I bet I’m not alone in struggling with keeping my home and life organized. While I participate in Cures, have asked myself if objects spark joy, and am trying to stick to a “one in, one out” rule, I still find myself wondering where I’m going wrong in my home organizing journey.
“Being and staying organized should be a way of life and can be.”
Rachel Rosenthal is the mother of identical twins, a busy entrepreneur, and an expert in home organizing. Earlier this week, she provided some behind-the-scenes images of the house she shares with her family—a sort of home organization tour—where she also revealed some of her “dos” and “don’ts” of home organizing. I also asked her what she thinks is the most common misconception about decluttering. In other words, what do most people get wrong when it comes to getting their home organized?

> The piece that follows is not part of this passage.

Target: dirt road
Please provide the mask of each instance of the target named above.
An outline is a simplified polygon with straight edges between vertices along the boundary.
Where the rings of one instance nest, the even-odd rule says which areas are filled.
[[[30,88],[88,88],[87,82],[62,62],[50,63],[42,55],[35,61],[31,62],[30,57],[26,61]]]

“They think it is the same as cleaning and tidying up and that it is a one-time event,” wrote Rachel. “Being and staying organized should be a way of life and can be.”
So how exactly does one go about staying organized after a big decluttering and tidying session?
“I always advise putting systems into place that work for you and your lifestyle,” she says. “For example, if you don’t like to color code your clothing and it takes too much time, don’t do it. Every couple of months, revisit the systems you are using and your spaces to make sure everything is working for you.”
“Start small, have a partner there with you, make it as fun as possible.”
If you’re still feeling overwhelmed by the prospect of figuring out those systems that work for you, don’t worry. There are actually two things you can do every day to stay more organized, according to Rachel:
- Put things back where they belong once taken out.